PanDA Pilot 2

WARNING: this page is deprecated. Please see https://github.com/PanDAWMS/pilot2/wiki instead.

Introduction

This document describes the PanDA Pilot 2 which is currently in the late development stage.

Developers

Current Developers

Paul Nilsson (Project Leader; General development and management)
Danila Oleynik (HPC)
Wen Guan (AES)
Alexey Anisenkov (Information service)
Doug Benjamin (HPC)
Tomas Javurek (DDM)

Former Developers or Code Contributors

Daniil Drizhuk (General development)
Mario Lassnig (DDM)
Tobias Wegner (DDM)
Pavlo Svirin

Information for new developers, including how to get started with GitHub, can be found here.

Requirements

The functional requirements are being discussed on internal Google Docs.

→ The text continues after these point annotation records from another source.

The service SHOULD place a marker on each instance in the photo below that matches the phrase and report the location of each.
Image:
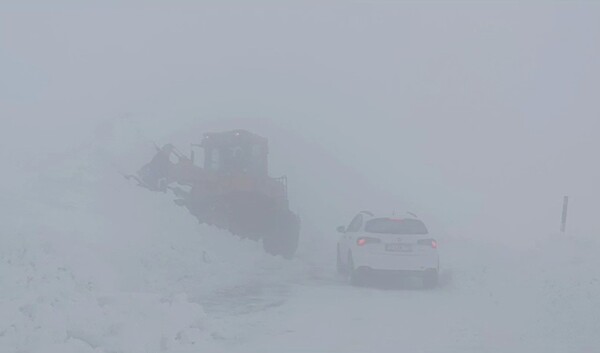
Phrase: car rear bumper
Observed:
(395, 263)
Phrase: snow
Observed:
(91, 263)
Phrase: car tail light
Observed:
(428, 242)
(366, 240)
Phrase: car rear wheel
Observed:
(342, 270)
(356, 278)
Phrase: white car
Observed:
(371, 245)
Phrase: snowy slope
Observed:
(91, 263)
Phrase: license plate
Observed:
(398, 247)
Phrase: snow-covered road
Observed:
(90, 263)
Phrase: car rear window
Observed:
(395, 226)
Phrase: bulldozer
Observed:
(231, 189)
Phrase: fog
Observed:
(477, 116)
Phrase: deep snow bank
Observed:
(89, 262)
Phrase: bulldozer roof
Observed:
(234, 137)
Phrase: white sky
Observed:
(481, 116)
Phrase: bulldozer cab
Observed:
(236, 152)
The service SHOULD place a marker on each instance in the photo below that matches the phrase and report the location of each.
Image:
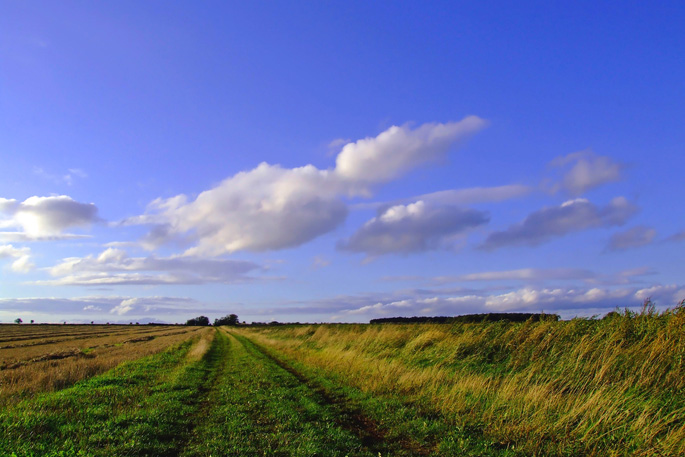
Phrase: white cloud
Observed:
(271, 207)
(22, 257)
(632, 238)
(125, 306)
(522, 274)
(458, 197)
(568, 301)
(572, 216)
(680, 236)
(412, 228)
(67, 178)
(115, 267)
(400, 149)
(320, 262)
(44, 218)
(263, 209)
(56, 309)
(585, 170)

Feature requests for Pilot 1 will be additionally added to the wish list section below.

Documentation

This section describes the main features, workflows and algorithms. The API, modules and functions documentation can be found here.

Pilot version

While Pilot 1 uses a versioning system like <release>.<revision> (e.g. 73.2), Pilot 2 will use the format <release>.<version>.<revision>.<build> (e.g. 2.0.0.1 or 2.0.0 (1)). In this scheme, the <release> (not to change for Pilot 2) introduces major new features and involves significant internal rework/re-architecting. A new <version> adds new features and fixes assorted bugs. It generally does not include major internal design or architecture changes and should be (mostly) backwards-compatible with other versions of the same release. The <revision> usually contains bug fixes and tiny enhancements and will for most releases stay at '0'. The <build> number is a sequential build number within a release. The <build> number is generally automatically increment by a Continuous Integration (CI) build process, although for Pilot 2 this is not implemented and is currently manually set for each build. Only one build will be the official build for a given revision. [To be confirmed]

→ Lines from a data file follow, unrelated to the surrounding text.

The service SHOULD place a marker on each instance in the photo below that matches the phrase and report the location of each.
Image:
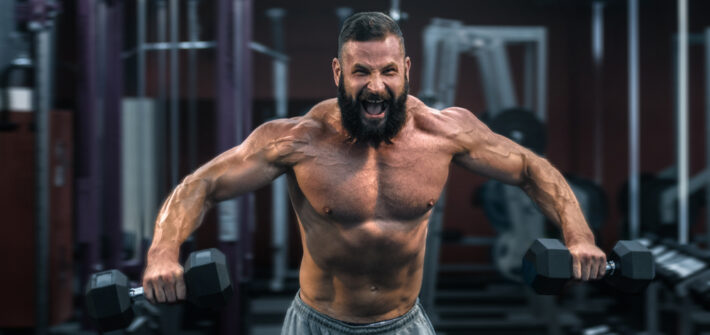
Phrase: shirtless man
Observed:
(364, 172)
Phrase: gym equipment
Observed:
(684, 271)
(547, 266)
(109, 300)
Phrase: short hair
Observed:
(368, 26)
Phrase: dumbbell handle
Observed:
(135, 292)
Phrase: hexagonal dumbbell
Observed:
(547, 266)
(109, 299)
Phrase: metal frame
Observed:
(279, 187)
(701, 179)
(449, 38)
(634, 152)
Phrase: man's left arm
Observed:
(495, 156)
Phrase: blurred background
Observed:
(105, 105)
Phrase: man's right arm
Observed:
(263, 156)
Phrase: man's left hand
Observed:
(588, 261)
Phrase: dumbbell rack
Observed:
(680, 268)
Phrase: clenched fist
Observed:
(163, 280)
(588, 261)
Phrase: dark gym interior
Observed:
(106, 106)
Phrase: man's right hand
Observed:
(163, 281)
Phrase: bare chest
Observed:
(397, 183)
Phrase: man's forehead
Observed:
(373, 52)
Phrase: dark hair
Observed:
(368, 26)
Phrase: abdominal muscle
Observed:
(362, 273)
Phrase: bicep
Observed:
(500, 159)
(245, 168)
(489, 154)
(235, 172)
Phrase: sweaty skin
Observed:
(363, 210)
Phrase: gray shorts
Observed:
(302, 319)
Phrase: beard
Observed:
(372, 132)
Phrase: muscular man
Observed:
(364, 172)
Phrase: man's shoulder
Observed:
(299, 127)
(445, 122)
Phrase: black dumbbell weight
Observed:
(109, 299)
(547, 266)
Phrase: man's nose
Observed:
(376, 85)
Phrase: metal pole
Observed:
(42, 102)
(193, 31)
(162, 96)
(88, 149)
(174, 96)
(279, 197)
(682, 121)
(634, 155)
(707, 134)
(395, 12)
(542, 75)
(140, 92)
(598, 56)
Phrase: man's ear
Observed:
(336, 70)
(407, 65)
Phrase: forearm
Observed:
(550, 191)
(179, 216)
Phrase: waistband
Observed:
(313, 315)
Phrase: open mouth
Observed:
(374, 108)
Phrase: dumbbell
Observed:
(547, 266)
(109, 299)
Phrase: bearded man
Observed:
(364, 173)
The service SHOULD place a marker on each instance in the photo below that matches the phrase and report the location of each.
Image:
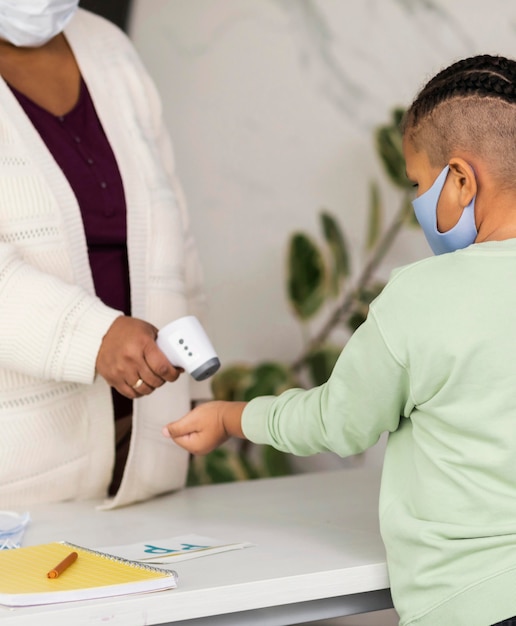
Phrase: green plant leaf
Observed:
(375, 215)
(275, 462)
(270, 379)
(231, 383)
(320, 363)
(306, 283)
(388, 140)
(361, 301)
(339, 250)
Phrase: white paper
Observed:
(173, 549)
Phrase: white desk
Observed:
(317, 553)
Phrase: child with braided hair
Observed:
(433, 365)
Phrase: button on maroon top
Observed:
(81, 149)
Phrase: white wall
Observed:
(271, 106)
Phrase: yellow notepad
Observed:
(24, 580)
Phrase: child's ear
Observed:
(464, 179)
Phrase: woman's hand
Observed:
(130, 360)
(207, 426)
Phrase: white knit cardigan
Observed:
(56, 415)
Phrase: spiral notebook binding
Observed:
(119, 559)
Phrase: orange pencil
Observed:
(60, 567)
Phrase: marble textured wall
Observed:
(271, 106)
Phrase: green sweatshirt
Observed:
(435, 366)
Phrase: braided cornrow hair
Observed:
(471, 106)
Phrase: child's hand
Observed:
(208, 426)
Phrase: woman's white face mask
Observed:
(32, 23)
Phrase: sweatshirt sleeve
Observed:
(366, 394)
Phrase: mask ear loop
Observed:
(463, 234)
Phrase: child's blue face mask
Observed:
(461, 235)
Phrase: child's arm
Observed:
(207, 426)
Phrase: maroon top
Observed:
(81, 149)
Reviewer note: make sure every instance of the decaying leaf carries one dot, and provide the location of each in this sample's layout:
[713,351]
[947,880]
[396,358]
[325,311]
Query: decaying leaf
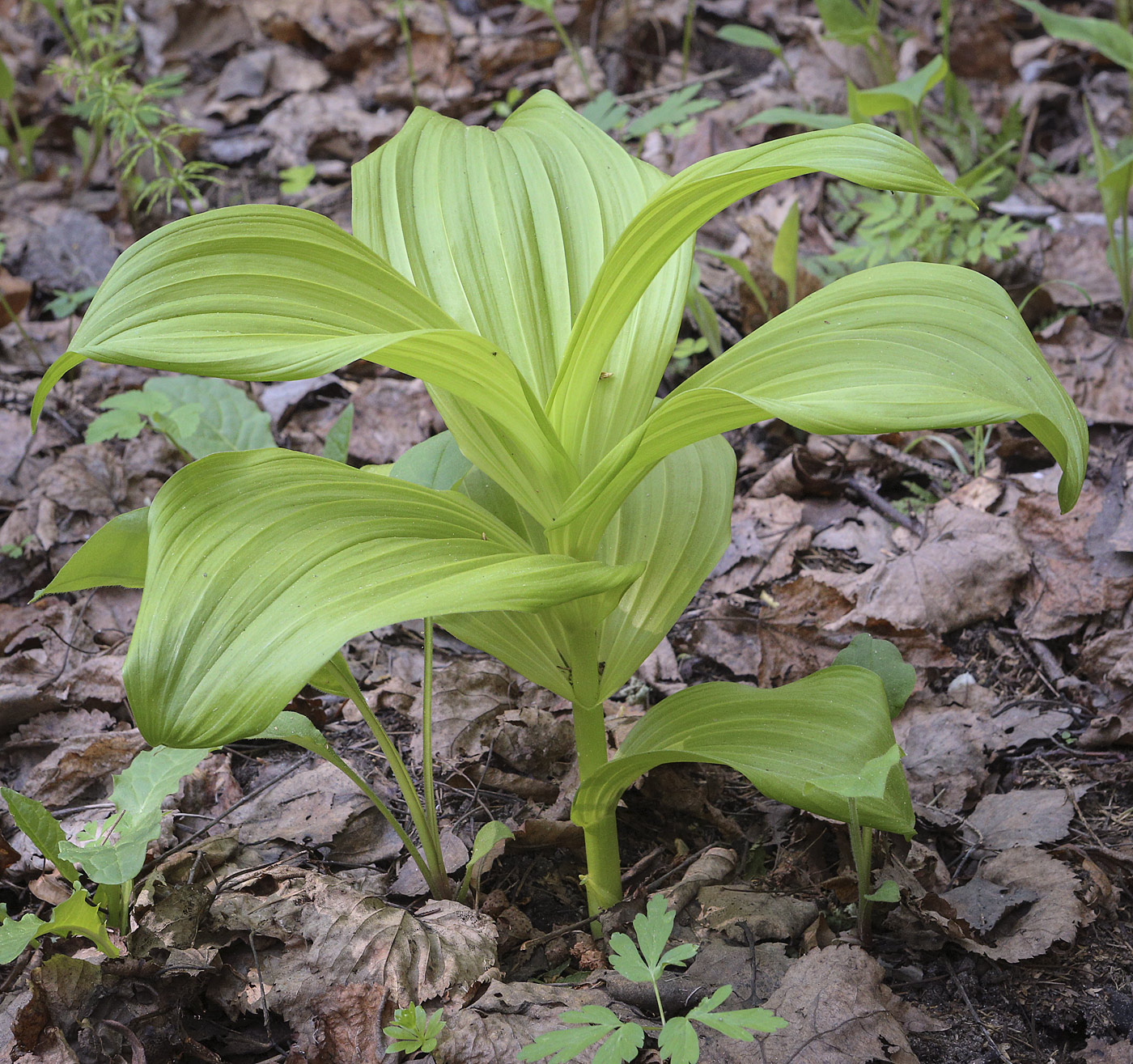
[1054,917]
[330,933]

It is the responsibility of the release managed to update the Pilot version string.

Error codes

Pilot 2 error codes are largely inherited from Pilot 1, but with a few new ones as well. See the Pilot2ErrorCodes page for the current range of implemented error codes.

Pilot testing

The pilot is tested in several layers before a release. This document describes how this is done.

Signal handling

Both Pilot 1 and 2 can trap the signals in the list below. When such a signal is received, the Pilot aborts the job, data transfer or whatever the Pilot is doing at the moment, and informs the server with a corresponding error code.

Signal Pilot error code
KILLSIGNAL 1200, Job terminated by unknown kill signal
SIGTERM 1201, Job killed by signal: SIGTERM
SIGQUIT 1202, Job killed by signal: SIGQUIT
SIGSEGV 1203, Job killed by signal: SIGSEGV
SIGXCPU 1204, Job killed by signal: SIGXCPU
SIGUSR1 1206, Job killed by signal: SIGUSR1
SIGBUS 1207, Job killed by signal: SIGBUS

MiniPilot (deprecated)

A MiniPilot has been developed. The MiniPilot will be used primarily during the implementation and testing stage of the Pilot 2 Project. A description with instructions how to use it can be found in the corresponding MiniPilot GitHub.

Movers

The copytools or movers (formerly known as 'site movers') are responsible for transferring input and output from/to mass storage. This is the current list of supported movers:

  • Rucio mover (Pilot 1/Pilot 2)
  • Gfal-copy mover (Pilot 1/Pilot 2)
  • Local mover (Pilot 1)
  • xrdcp mover (Pilot 1/Pilot 2)
  • objectstore mover (inheriting from rucio site mover) (Pilot 1)
  • dCache mover (soon to be deprecated?) (Pilot 1)
  • lcg-cp mover (soon to be deprecated?) (Pilot 1)
  • cp/mv/ln mover (Pilot 2 - Pilot 1 supports cp, ln via storm mover)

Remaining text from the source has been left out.